Rumours of Spring is tender, provocative, and resilient
Life in Kashmir — through the eyes of a young girl.
The best birthday present :)
Before anything else, you must know that Rumours of Spring by Farah Bashir is the first of the five books I started reading and completed this year. Friends I love a lot, gifted it to me on my birthday knowing too well that there is nothing else that can melt my heart as much. This is one factor, besides the book itself, that got me out of my reading slump.
Also, following Rumours of Spring, with Munnu, a boy from Kashmir, offered a more nuanced perspective of life in Kashmir for me. Both the books are set in a similar premise — both are stories of young people growing up in the Kashmir conflict, yet the experiences differ greatly — the reality of life and also the reason why I love to read books. 😀
Rumours of Spring — A girlhood in Kashmir
Three words wandered in my mind while I was reading this book and I wish to share my feelings about the book through these three words:
- Tender: While I was reading the book, I had the constant urge to gently cup my hands around Bobeh (the author’s grandmother) and the author’s faces. I wanted to send some love and warmth towards both of them, to make them feel, at least for a few brief moments, that things will be alright.
That is the beauty of Farah Bashir’s story-telling. The book is a collection of anecdotes from the protagonist’s growing up years in Kashmir told with much sensitivity and tenderness, where the common thread remains Bobeh’s funeral preparations. The stories are everyday happenings in the life of a young girl living in a conflict zone. Only nothing is ordinary or mundane and no day is similar to another and I don’t think we can ever fathom what life is like in Kashmir.
2. Resilience is not a choice, it is the way of life! If those of us living in non-conflict areas plan our meals, cab rides to work and back, clothes to wear on a usual day, in Kashmir, they are preparing for maybe a grenade blast in the area, news of family members who may be shot dead, or a curfew! How does one live like that, you may wonder, but that is their normal, their routine!
It was heartbreaking to read the author’s thoughts, where her young self wonders what life is like without deaths and cross-firings. In the chapter, I grow up to be collateral damage, the author recalls covering her books with newspapers before the school year begins as there is a shortage of brown paper. When she notices full-colour ads in Indian newspapers about mattresses, colognes, and the everyday mundane she wonders what advertisements could deaths, cross-firings, war, blasts, bombs, and rifles would inspire. Is that something a child must wonder about? I don’t think so!
Despite all this, people in Kashmir choose life and that is resilience for me.
3. Provocative: The author’s writing and the stories are provocative and she does it so gently and quietly, with love and care. Provoking or bringing attention to something important can be done with tenderness. I don’t know if the author deliberately chose the voice or if it comes naturally, but it is another aspect of the book I deeply appreciate. Simply by existing in the situation that is Kashmir and sharing her stories like a friend who’d call you to tell what happened at school or at work, the author’s language is provocative!

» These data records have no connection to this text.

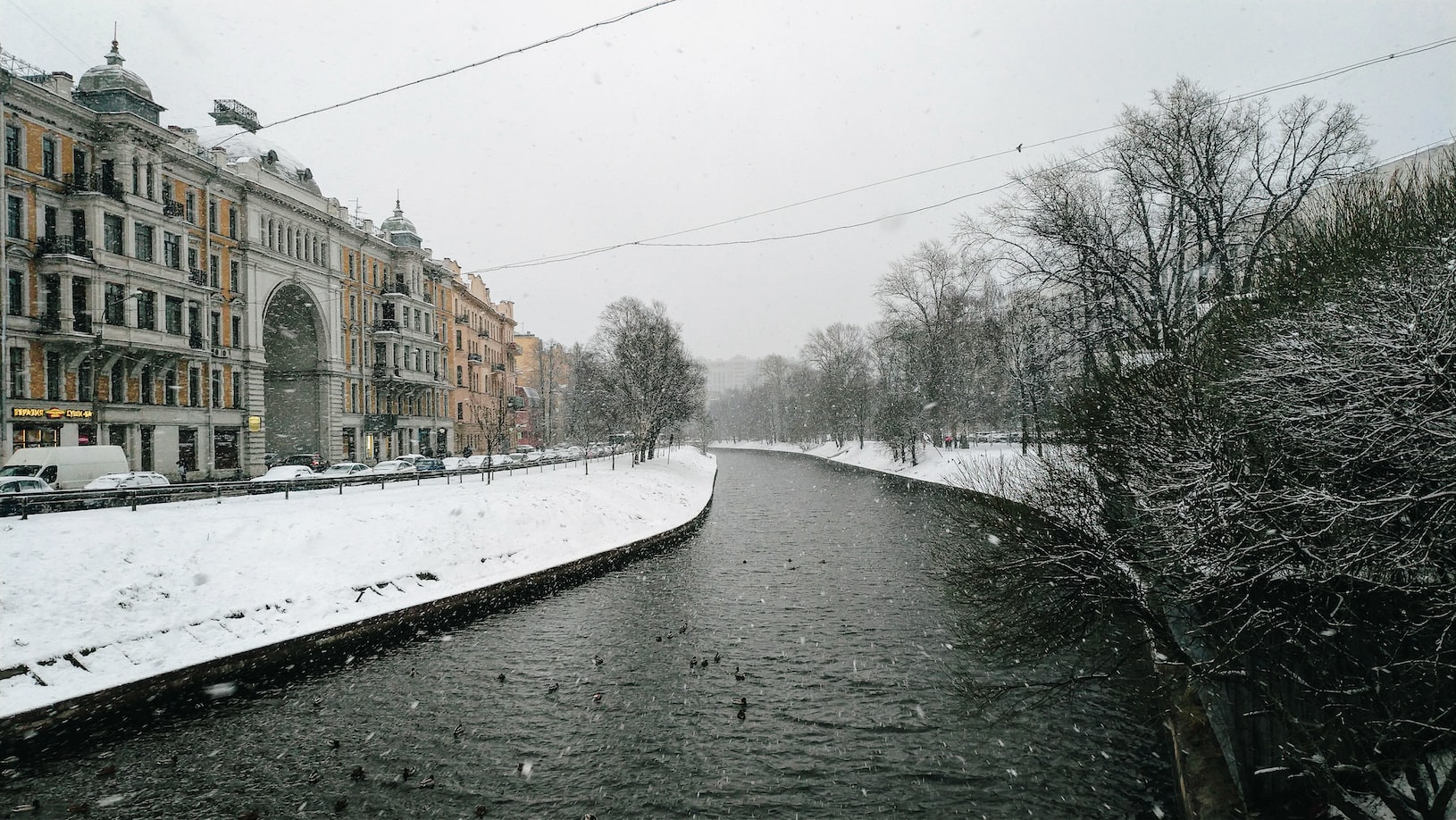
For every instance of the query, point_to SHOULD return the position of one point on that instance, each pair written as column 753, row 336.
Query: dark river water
column 818, row 586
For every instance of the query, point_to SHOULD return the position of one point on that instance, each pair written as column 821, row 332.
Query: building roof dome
column 397, row 222
column 113, row 78
column 401, row 230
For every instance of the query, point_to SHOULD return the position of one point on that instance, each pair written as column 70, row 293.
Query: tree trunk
column 1203, row 776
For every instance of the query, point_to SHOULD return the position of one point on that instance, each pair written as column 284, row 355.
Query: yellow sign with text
column 51, row 414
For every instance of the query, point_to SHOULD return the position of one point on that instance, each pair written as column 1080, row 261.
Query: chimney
column 60, row 83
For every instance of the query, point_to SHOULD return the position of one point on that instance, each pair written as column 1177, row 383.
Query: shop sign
column 51, row 414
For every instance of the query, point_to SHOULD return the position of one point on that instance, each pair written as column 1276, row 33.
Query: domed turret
column 111, row 88
column 401, row 230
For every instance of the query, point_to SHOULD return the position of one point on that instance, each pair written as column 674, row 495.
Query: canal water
column 810, row 595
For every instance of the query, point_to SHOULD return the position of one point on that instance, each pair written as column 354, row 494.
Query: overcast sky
column 702, row 111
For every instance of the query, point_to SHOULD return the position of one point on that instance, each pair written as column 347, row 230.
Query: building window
column 147, row 309
column 141, row 242
column 115, row 307
column 48, row 157
column 111, row 233
column 224, row 448
column 15, row 381
column 173, row 315
column 149, row 448
column 118, row 383
column 53, row 376
column 85, row 381
column 171, row 249
column 12, row 145
column 187, row 449
column 12, row 217
column 15, row 300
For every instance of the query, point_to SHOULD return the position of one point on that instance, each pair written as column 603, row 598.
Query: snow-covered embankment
column 95, row 600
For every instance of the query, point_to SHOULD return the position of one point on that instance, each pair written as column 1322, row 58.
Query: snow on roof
column 245, row 146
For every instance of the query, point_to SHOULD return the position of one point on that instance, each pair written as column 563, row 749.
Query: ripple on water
column 853, row 699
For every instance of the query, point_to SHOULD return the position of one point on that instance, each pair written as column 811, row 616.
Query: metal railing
column 64, row 247
column 29, row 504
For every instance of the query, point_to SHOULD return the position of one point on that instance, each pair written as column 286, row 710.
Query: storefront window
column 224, row 448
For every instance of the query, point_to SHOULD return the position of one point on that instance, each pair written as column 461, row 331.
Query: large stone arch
column 295, row 385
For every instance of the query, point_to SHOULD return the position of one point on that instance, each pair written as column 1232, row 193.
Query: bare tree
column 644, row 372
column 1136, row 245
column 841, row 357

Also, I couldn’t hold back from comparing my life as a woman to the author’s and realising for the millionth time that all women go through the same troubles, only in varying degrees! See period cramps and hormones. While I experience pain that sometimes I pass out from, I have the choice to take the day off and pass out comfortably. But the author describes how she couldn’t move or get up to use the washroom till the day breaks, as this would cause sound and movement that can trigger the officers stationed nearby to shoot! Why must women live like that? It makes me angry and sad, but what can I do, other than mention the anger I feel in blog posts such as these and hope someone might care a little more about women!
The stories also cover how PTSD manifests itself physically and emotionally and how the author herself suffered. I am intentionally not going deeper into this because the subject of PTSD is triggering for me. There are several happy moments too, but the fear of existence dominates everything else, leaving no space for the little solace the author may have felt occasionally!
I definitely recommend this book. It is books like Rumours of Spring that exist to educate us and help us learn about different ways of life and perspectives. They give us the choice to rid ourselves of unreasonable biases. Or that is the constant hope I live in!